Abstract
Prescription drug costs within oncology remain a challenge for many patients with cancer. The Mark Cuban Cost Plus Drug Company (MCCPDC) launched in 2022, aiming to provide transparently priced medications at reduced costs. In this study, we sought to describe the potential impact of MCCPDC on Medicare Part-D oncology spending related to cancer-directed (n = 7) and supportive care (n = 26) drugs. We extracted data for drug-specific Part-D claims and spending for 2021. Using 90-count purchases from MCCPDC, we found potential Part-D savings of $857.8 million (91% savings) across the 7 cancer-directed drugs and $28.7 million (67% savings) across 21/26 (5/26 did not demonstrate savings) supportive care drugs. Collectively, our findings support that alternative purchasing models like MCCPDC may promote substantial health care savings.
Keywords: health care costs, prescription drugs, Medicare, negotiations, financial toxicity, policy
Prescription drug costs are a challenge for patients with cancer. The Mark Cuban Cost Plus Drug Company (MCCPDC) launched in 2022, aiming to provide transparently priced medications at reduced costs. This article describes the potential impact of MCCPDC on Medicare spending within oncology.
Introduction
Exorbitant prescription medication costs contribute to patients experiencing financial toxicity, defined as the financial burden of health care costs impacting patients’ care, quality of life, and clinical outcomes.1-3 Medicare Part-D provides beneficiaries with prescription coverage, but this program has historically faced legislative barriers to drug price negotiations.4 In 2022, Mark Cuban launched the Mark Cuban Cost Plus Drug Company (MCCPDC), a direct-to-consumer model seeking to provide prescription drugs to patients at reduced prices.5 MCCPDC negotiates directly with drug manufacturers for competitive acquisition prices and offers prescriptions at wholesale cost plus 15% markup, along with transparent pharmacy and shipping fees.5 Prior literature demonstrated the potential advantage of Medicare purchasing at MCCPDC price points across several cancer-directed therapeutics.6 Here, we aim to build upon these findings through cost analysis of cancer-directed and supportive care drugs used within oncology, further illustrating the potential impact of MCCPDC on Medicare Part-D spending.
Materials and methods
Oncology claims were extracted from 2021 (most recently available) Part-D claims data accessible via Centers for Medicare and Medicaid Services. To identify common cancer-directed and supportive care drugs, we ranked medications according to claim volume. Drugs with <1000 claims were excluded. Of the 249 remaining drugs, roughly half were available for purchase through MCCPDC as of June 2023 (123/249, 49%). These were categorized into 3 groups: (1) cancer-directed (n = 8), (2) supportive care (n = 35), and (3) noncancer directed (n = 80). Noncancer-directed drugs were excluded. Ten drugs were also excluded due to poor differentiation of formulation or administration route. The final sample comprised 33 drugs (n = 7 cancer-directed, n = 26 supportive care).

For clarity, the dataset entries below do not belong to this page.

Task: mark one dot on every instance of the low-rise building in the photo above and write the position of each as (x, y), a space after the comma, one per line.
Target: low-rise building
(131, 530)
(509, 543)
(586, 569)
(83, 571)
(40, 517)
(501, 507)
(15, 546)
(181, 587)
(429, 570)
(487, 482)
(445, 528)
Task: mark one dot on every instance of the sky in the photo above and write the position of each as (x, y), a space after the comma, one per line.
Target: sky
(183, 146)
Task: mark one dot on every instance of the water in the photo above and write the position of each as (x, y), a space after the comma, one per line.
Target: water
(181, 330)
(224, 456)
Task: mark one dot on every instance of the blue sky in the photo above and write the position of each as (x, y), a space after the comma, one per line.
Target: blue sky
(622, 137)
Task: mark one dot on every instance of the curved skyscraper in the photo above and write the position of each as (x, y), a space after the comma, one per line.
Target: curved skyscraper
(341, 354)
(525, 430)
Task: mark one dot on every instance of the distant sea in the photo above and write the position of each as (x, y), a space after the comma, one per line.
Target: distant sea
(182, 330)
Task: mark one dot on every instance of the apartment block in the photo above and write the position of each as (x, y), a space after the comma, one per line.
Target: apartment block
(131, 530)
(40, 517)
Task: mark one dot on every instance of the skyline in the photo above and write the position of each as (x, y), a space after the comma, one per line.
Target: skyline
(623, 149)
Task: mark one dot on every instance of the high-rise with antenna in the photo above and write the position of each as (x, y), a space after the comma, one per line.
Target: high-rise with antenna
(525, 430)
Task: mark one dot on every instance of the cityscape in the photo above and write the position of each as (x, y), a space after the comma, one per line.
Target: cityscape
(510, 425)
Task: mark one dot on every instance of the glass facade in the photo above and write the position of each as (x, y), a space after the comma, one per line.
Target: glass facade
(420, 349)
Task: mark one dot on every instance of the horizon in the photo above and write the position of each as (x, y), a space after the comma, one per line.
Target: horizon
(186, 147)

We assessed claims for cancer-directed drugs with the Part-D Spending by Drug dataset, acknowledging that some drugs may have limited nononcology applications. Supportive care medications are prescribed across medical care for a variety of conditions, and thus we restricted savings estimation on this category to cancer-specific claims rather than all of Medicare. We obtained the units/claim from Part-D Spending by Drug data and multiplied by the total cancer-specific claims within the Part-D Provider and Drug data to estimate dosage units specific to oncology.
We performed a cost analysis to estimate Medicare spending if prescriptions were purchased through MCCPDC at supply-specific price points. Estimates included MCCPDC shipping and pharmacy fees. Actual spending for 2021 Medicare was compared against cost projection using MCCPDC 30-count (30c) and 90-count (90c) supplies. When MCCPDC offered multiple dosages, a commonly prescribed option was selected to prevent savings overestimation. The National Average Drug Acquisition Cost (NADAC) database was used to account for cost changes in manufacturing between 2021 and 2023, allowing for estimations of Medicare savings at present day, 2023 US dollars.
Results
Total Part-D spending for 2021 was $216 billion (2021 USD). Across the cancer-directed (n = 7) drug cohort, 2021 Medicare spending totaled $1.3 billion. NADAC-adjusted Medicare spending was $947.5 million (2023 U.S. dollars). Potential savings if Medicare purchased MCCPDC 30c supplies totaled $806.6 million (85% savings) across 6/7 drugs. Only anastrozole demonstrated a disadvantaged MCCPDC 30c price point compared to Medicare (+7%). No cancer-directed drugs demonstrated a disadvantaged MCCDPC 90c price point. Potential savings if Medicare purchased MCCPDC 90c supplies totaled $857.8 million (91% savings) across 7/7 drugs. The top 5 drugs by estimated 90c savings were: abiraterone ($524.2 million; 96% savings), imatinib ($241.9 million; 97% savings), methotrexate ($37.5 million; 66% savings), erlotinib ($19.7 million; 97% savings), and anastrozole ($14.9 million; 40% savings; Table 1).
Table 1.
Cancer-directed drugs—potential Medicare savings with MCCPDC 30C and 90C purchasing.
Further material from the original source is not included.